As you graduate, can you ask yourselves to live as if you had 11 days left? I don’t mean blow everything off and party all the time — although I’ve already said tonight is an exception. I mean live with the understanding of how precious every day would be. Because that’s how precious every day actually is.
A few years ago, my mom had to have her hip replaced. Before that, she walked without pain. But as her hip disintegrated, every step she took was painful. Today, years after the operation, she is walking without pain but she is grateful for those steps — something that never would have even occurred to her before.
I stand here today, a year after the very worst day of my life – the worst day – the worst day I can imagine – and two things are true. I have a huge reservoir of sadness, it is with me always, it is right here where I can touch it. I never knew I could cry so often, or so much.
But for the first time I am grateful for each breathe in and out. I am grateful for the gift of life itself. I used to celebrate my birthday every five years and my friends’ birthdays sometimes. Now I celebrate always. I used to go to bed every night worrying about all the things I did wrong that day — and trust me the list was long. Now I go to bed trying to focus on that day’s moments of joy.
It is the greatest irony of my life that losing my husband helped me find deeper gratitude — gratitude for the kindness of my friends, the love of my family, and the laughter of my children. My hope for you is that you can find that gratitude, not just on the easy days, like today, but on the hard days, when you will really need it.

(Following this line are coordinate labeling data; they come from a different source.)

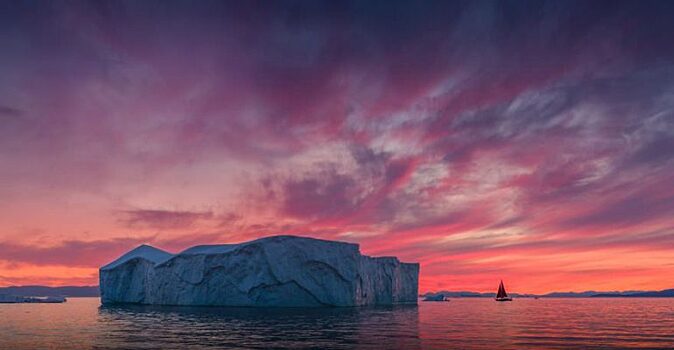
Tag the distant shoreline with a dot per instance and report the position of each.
(666, 293)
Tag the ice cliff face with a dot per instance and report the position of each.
(273, 271)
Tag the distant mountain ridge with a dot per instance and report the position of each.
(44, 291)
(666, 293)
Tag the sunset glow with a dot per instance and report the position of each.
(484, 144)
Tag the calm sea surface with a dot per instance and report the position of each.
(82, 323)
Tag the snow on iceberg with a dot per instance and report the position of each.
(271, 271)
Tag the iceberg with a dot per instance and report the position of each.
(283, 271)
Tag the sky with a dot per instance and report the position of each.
(529, 141)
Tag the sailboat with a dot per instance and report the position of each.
(501, 295)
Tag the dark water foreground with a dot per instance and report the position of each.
(82, 323)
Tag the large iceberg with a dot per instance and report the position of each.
(271, 271)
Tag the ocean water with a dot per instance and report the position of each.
(82, 323)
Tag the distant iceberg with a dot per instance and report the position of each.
(273, 271)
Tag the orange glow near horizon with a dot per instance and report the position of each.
(481, 153)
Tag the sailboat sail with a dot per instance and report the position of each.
(501, 291)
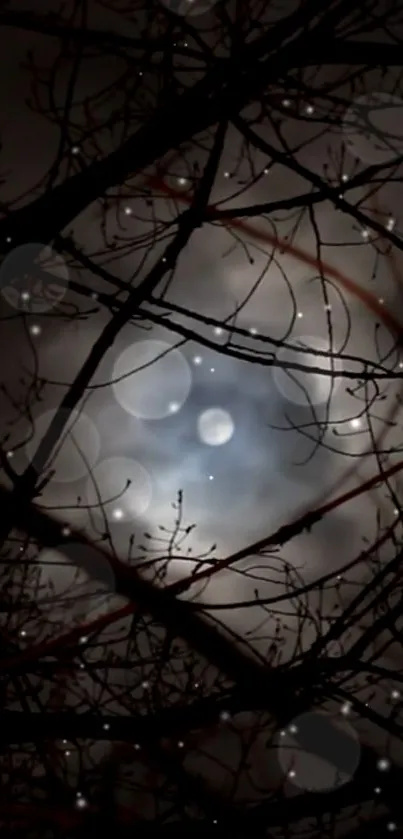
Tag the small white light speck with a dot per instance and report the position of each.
(383, 764)
(81, 803)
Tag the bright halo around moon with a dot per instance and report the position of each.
(151, 380)
(123, 487)
(215, 427)
(306, 388)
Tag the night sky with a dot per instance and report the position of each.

There are so many moments of joy ahead of you. The trip you always wanted to take. A first kiss with someone you really like. Finding a job you believe in. Beating Stanford. Go Bears! All of these things will happen to you. Enjoy each and every one.

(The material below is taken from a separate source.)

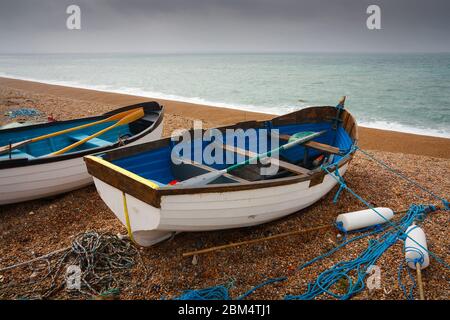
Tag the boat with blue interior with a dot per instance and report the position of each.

I hope that you live your life, each precious day of it, with joy and meaning. I hope that you walk without pain, and you are grateful for each step.
And when the challenges come, I hope you remember that deep within you is the ability to learn and grow. You are not born with a fixed amount of resilience. It’s a muscle, you can build it up, and then draw on it when you need it. And in that process you figure out who you really are and you just might become the very best version of yourself.
Class of 2016, as you leave Berkeley, build resilience. Build resilience in yourselves. When tragedy or disappointment strike, know that you have deep within you the ability to get through anything. And I mean anything. I promise you do. As the saying goes, we are more vulnerable than we ever thought, but we are stronger than we ever imagined.
Build resilient organizations. If anyone can do it, you can, because Berkeley is filled with people who want to make the world a better place. Never stop working to do so, whether it’s a boardroom that’s not representative or a campus that’s unsafe. Speak up, especially at institutions like this, that you hold so dear. My favorite poster at work reads, “Nothing at Facebook is someone else’s problem.” When you see things that are broken, and you will see things that are broken, go fix them.
Build resilient communities. We find our humanity — our will to live and our ability to love — in our relationships with each other. Be there for your family and friends. And I mean in person. Not just in a message with a heart emoji.
Lift each other up, help each other kick the shit out of option B — and celebrate every moment of joy. Go Bears!